Perché non si indaga sugli impianti a Oppido Lucano, a Tolve, a Balvano, a Grottole, Ruoti, Brienza, nel Vulture e Alto Bradano? O almeno su tutti quelli di cui con dovizia di particolari ci siamo occupati nel nostro lavoro di inchiesta? Magari qualcuno sta indagando, lo speriamo, ma in tal caso i cittadini si aspettano qualche esito, uno qualunque.

In caso contrario, l’opinione pubblica si chiede quali ragioni superiori impedirebbero approfondimenti e indagini? Capiamo, ma non condividiamo, che quando si tratta di Terna spa e di tutte le sue violazioni da noi denunciate, la questione si complica: Terna è lo Stato. Ma sul resto? Sulle violazioni a Balvano? Sul disastro di Oppido Lucano? Sulle autorizzazioni scadute e resuscitate? Le denunce dei comitati locali che fine hanno fatto?

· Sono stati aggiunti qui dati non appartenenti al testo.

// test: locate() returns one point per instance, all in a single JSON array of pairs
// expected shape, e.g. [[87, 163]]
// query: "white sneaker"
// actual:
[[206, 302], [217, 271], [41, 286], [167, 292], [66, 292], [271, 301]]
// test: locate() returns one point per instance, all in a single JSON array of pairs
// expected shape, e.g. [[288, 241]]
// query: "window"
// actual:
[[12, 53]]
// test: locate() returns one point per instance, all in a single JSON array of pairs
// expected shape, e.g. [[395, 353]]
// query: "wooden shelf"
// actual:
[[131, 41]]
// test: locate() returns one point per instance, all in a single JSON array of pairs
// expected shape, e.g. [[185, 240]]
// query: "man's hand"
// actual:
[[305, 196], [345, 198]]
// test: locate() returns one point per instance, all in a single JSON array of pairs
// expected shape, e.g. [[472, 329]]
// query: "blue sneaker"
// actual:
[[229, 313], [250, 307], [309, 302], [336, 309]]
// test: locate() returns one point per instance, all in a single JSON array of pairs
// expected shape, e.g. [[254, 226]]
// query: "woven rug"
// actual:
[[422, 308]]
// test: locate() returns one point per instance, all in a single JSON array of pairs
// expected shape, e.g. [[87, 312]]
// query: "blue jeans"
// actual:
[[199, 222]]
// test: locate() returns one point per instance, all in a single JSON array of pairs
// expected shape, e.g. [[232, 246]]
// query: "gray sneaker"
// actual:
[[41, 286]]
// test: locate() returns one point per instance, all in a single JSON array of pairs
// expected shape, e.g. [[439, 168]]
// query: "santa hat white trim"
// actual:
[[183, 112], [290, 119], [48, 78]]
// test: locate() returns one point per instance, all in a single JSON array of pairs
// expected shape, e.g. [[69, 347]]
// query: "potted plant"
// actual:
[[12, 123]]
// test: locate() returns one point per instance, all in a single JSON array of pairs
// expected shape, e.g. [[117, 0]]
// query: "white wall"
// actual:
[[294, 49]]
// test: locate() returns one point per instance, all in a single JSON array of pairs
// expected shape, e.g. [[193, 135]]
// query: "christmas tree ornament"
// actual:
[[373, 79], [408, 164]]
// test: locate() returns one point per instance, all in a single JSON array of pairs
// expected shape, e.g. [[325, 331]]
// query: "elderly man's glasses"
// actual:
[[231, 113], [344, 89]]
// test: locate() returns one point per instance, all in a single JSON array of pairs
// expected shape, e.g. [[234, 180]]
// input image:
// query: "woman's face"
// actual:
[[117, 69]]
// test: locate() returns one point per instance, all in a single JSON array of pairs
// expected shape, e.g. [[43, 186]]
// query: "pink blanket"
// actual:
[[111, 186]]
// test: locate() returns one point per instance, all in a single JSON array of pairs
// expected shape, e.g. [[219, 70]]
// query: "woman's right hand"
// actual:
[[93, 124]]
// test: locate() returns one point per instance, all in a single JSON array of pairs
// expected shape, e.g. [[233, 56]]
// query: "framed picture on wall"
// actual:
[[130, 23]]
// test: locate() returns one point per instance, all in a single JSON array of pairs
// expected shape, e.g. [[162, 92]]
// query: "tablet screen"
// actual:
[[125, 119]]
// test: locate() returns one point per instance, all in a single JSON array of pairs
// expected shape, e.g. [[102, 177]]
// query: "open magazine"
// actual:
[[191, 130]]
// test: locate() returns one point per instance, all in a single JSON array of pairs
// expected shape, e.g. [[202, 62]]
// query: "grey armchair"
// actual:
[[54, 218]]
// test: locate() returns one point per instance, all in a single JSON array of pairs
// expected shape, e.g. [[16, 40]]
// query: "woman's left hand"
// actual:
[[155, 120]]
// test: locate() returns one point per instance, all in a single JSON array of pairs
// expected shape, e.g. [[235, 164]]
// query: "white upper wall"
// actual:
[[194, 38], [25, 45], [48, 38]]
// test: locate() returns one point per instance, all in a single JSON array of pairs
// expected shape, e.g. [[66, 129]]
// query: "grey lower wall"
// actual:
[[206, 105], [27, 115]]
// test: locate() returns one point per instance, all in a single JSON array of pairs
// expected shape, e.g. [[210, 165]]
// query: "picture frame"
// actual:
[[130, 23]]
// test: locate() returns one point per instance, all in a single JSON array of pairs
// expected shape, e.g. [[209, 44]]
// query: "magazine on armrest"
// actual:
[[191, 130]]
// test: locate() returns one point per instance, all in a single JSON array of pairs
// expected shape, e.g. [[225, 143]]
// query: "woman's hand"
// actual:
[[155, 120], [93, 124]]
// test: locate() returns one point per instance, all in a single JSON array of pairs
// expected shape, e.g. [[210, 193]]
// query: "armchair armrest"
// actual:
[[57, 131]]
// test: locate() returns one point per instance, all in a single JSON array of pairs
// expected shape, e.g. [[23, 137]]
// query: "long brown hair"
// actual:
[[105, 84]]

Certo, si tratta di un mare di roba complicata, che richiede tempo e approfondimenti di tecnici competenti. E non è facile se mancano uomini e mezzi, se c’è già tanto da fare e non si riesce a stare dietro a tutto. Tuttavia, chiediamo uno sforzo, un intervento esemplare che aiuti questa regione a fermare lo scempio. Si dia uno sguardo al meccanismo delle varianti ai progetti eolici e alle autorizzazioni dubbie. Si guardi meglio alle “giostre” societarie milionarie e si approfondisca il rapporto tra proprietari di impianti e funzioni pubbliche ricoperte. Alla Regione Basilicata, ai suoi consiglieri regionali torniamo a chiedere: che fine ha fatto la Commissione d’inchiesta sull’eolico selvaggio?